Picosun Oy, the leading manufacturer of high quality Atomic Layer Deposition (ALD) equipment for global industries, now offers new industrial ALD processes for copper and niobium oxide.
Ultra-thin copper films with the highest level of uniformity and conformality only ALD can offer as a thin film deposition method are a crucial element in today’s and future’s microelectronics and MEMS (microelectromechanical sensors) manufacturing. Copper metallization and seed layers are needed in e.g. microprocessors and 3D-integrated microelectronic components as interconnects. Niobium oxide (Nb2O5), on the other hand, is ideal for moisture and corrosion protection due to its hardness and chemical resistance.
The now developed low temperature (below 150 oC) thermal ALD processes for niobium oxide and copper have been enabled by Picosun’s newest generation of precursor source design. The 2nd generation of the Picohot™ 300 source system allows even lower vaporization temperatures and efficient, uniform distribution of the precursor vapor in the reaction chamber even at low substrate temperatures.
“Our new processes for copper and niobium oxide show again the excellent quality of Picosun’s precursor source design, allowing true ALD processing also on thermally sensitive materials such as plastics and piezoelectrical elements. On several of Picosun’s main market areas such as MEMS, microelectronics, and corrosion protection, these processes further solidify our status as the leading solution provider of the thin film coating needs of today’s industries,” states Juhana Kostamo, Managing Director of Picosun.

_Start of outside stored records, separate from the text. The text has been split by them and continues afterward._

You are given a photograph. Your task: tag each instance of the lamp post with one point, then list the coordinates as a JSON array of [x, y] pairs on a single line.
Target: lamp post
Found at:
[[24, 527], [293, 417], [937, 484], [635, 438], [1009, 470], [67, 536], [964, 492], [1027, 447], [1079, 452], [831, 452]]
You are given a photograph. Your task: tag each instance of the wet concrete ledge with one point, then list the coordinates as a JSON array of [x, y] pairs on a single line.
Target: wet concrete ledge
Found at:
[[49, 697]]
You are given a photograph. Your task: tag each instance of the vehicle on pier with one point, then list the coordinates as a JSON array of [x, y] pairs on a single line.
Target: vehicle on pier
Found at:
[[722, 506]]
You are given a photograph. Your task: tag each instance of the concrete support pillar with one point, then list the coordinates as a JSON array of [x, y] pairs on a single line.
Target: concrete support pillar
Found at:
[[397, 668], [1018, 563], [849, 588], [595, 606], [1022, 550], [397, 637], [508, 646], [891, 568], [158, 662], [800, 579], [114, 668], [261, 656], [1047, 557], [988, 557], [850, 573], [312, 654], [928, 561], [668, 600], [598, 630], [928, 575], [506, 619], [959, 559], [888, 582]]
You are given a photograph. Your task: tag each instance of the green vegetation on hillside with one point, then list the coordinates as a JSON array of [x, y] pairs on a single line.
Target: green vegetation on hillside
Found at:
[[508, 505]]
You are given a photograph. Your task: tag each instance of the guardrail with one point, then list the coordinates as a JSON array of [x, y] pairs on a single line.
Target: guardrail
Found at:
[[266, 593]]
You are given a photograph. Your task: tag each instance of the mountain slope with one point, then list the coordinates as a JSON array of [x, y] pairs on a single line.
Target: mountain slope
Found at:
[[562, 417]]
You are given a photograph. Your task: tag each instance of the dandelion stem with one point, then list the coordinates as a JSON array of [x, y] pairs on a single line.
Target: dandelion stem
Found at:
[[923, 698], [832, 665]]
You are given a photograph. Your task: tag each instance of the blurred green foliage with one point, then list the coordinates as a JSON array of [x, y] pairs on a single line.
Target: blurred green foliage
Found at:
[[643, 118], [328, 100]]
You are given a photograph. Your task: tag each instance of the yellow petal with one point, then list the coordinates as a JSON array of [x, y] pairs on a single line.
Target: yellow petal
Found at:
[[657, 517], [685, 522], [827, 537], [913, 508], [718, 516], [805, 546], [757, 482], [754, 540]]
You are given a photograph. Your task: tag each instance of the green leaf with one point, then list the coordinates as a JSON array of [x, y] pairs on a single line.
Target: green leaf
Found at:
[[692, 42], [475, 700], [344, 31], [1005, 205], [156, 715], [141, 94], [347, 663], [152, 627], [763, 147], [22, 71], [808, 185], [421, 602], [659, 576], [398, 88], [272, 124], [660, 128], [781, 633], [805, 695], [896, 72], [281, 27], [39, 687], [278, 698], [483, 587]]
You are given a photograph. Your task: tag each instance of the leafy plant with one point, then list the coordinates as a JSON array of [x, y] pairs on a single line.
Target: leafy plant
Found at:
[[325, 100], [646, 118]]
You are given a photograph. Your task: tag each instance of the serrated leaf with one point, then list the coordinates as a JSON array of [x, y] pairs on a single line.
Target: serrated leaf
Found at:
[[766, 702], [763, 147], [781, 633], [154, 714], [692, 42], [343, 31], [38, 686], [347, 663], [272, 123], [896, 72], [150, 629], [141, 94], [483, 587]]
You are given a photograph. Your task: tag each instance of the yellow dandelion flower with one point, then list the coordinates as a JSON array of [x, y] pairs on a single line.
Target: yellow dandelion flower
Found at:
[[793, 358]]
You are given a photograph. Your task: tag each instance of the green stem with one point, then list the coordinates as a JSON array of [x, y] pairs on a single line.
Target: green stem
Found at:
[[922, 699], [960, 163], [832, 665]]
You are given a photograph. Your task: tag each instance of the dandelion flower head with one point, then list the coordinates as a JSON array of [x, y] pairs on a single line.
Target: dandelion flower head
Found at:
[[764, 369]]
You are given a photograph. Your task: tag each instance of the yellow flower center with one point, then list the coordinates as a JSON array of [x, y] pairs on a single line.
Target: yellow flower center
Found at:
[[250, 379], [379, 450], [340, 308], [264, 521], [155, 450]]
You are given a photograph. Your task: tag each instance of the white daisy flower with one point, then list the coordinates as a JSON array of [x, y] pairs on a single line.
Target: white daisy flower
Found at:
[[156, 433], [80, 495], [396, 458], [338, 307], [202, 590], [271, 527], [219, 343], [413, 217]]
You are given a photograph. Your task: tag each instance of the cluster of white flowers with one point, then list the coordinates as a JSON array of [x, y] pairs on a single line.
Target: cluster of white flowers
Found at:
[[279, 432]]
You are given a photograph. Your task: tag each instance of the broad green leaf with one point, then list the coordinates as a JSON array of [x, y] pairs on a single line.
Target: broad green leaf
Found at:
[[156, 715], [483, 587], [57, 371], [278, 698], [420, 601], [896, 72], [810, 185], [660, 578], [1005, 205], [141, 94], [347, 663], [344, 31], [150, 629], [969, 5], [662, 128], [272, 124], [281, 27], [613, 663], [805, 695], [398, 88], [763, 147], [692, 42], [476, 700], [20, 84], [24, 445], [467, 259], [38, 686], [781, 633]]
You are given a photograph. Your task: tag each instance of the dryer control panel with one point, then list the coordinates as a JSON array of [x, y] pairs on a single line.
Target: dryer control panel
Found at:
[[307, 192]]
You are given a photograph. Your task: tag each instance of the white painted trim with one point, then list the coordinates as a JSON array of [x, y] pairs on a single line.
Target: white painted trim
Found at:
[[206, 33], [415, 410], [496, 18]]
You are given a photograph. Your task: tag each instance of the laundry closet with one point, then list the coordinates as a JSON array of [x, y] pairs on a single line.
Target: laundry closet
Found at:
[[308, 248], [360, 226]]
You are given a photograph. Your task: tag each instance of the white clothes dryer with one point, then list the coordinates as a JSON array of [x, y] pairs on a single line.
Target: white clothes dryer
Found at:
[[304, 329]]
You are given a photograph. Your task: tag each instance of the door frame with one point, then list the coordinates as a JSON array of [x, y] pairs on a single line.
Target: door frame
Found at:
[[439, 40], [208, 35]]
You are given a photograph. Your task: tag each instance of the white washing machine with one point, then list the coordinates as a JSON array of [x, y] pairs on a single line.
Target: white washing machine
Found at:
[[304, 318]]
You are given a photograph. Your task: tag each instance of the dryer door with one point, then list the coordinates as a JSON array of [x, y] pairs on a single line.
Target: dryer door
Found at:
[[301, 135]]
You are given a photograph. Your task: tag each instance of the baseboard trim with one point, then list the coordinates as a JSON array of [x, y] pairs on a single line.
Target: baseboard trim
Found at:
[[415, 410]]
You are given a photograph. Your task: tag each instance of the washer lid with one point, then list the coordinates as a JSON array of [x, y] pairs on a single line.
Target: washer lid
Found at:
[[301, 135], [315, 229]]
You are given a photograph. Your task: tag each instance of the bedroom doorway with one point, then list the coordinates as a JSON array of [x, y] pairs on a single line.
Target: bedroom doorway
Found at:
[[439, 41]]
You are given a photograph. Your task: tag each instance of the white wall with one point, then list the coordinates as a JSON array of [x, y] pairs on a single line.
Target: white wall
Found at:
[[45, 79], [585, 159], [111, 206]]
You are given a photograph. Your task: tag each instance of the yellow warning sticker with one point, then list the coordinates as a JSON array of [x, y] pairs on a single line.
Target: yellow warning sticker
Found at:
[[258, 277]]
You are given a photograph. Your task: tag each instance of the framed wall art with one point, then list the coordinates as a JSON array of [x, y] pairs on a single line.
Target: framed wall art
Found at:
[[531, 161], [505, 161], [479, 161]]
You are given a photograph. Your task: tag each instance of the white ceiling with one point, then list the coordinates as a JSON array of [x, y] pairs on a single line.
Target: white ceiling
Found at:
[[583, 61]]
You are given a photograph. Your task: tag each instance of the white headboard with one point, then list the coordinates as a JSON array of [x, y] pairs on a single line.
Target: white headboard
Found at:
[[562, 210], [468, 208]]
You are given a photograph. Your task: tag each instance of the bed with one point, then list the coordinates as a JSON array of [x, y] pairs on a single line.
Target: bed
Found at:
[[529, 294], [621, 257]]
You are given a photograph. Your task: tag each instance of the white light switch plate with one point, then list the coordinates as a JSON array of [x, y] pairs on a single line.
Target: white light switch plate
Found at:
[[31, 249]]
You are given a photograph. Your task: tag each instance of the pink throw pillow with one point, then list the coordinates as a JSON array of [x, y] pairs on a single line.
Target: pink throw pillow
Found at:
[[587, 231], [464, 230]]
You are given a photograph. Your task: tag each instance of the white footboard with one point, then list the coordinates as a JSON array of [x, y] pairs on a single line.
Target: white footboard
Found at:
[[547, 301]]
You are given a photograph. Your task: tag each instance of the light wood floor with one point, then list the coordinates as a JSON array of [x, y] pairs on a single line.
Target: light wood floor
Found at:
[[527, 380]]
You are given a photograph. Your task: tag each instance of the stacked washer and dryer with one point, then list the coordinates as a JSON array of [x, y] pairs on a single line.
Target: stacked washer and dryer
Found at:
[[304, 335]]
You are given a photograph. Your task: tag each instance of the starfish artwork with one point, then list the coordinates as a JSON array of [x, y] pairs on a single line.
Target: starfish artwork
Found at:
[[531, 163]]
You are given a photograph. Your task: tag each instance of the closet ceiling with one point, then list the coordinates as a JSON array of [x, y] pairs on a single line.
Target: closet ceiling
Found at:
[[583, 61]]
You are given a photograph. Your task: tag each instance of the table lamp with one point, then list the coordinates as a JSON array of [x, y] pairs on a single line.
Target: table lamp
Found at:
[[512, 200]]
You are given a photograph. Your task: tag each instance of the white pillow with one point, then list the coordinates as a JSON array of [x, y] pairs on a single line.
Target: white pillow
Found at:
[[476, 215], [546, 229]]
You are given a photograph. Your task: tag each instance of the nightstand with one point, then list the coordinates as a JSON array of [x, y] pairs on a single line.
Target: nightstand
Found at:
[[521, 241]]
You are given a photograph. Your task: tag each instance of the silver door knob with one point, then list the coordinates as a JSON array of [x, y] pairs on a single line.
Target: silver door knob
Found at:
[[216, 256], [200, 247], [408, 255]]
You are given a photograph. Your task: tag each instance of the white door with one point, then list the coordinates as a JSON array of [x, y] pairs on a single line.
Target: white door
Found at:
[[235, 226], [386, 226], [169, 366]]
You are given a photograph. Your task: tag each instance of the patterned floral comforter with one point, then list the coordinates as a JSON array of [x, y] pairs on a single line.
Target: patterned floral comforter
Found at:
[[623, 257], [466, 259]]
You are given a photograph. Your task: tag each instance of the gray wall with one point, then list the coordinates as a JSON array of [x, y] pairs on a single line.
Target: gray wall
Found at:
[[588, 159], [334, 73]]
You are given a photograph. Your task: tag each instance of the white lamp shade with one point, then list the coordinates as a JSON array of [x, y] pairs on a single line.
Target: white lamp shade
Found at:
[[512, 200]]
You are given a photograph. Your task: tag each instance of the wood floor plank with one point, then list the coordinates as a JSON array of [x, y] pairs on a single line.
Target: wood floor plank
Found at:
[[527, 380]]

Picosun’s highest level ALD thin film technology enables the industrial leap into the future by novel, cutting-edge coating solutions, with four decades of continuous, groundbreaking expertise in the field. Today, PICOSUN™ ALD systems are in daily production use in numerous prominent industries around the globe. Picosun is based in Finland, with subsidiaries in USA, China, and Singapore, and a world-wide sales and support network.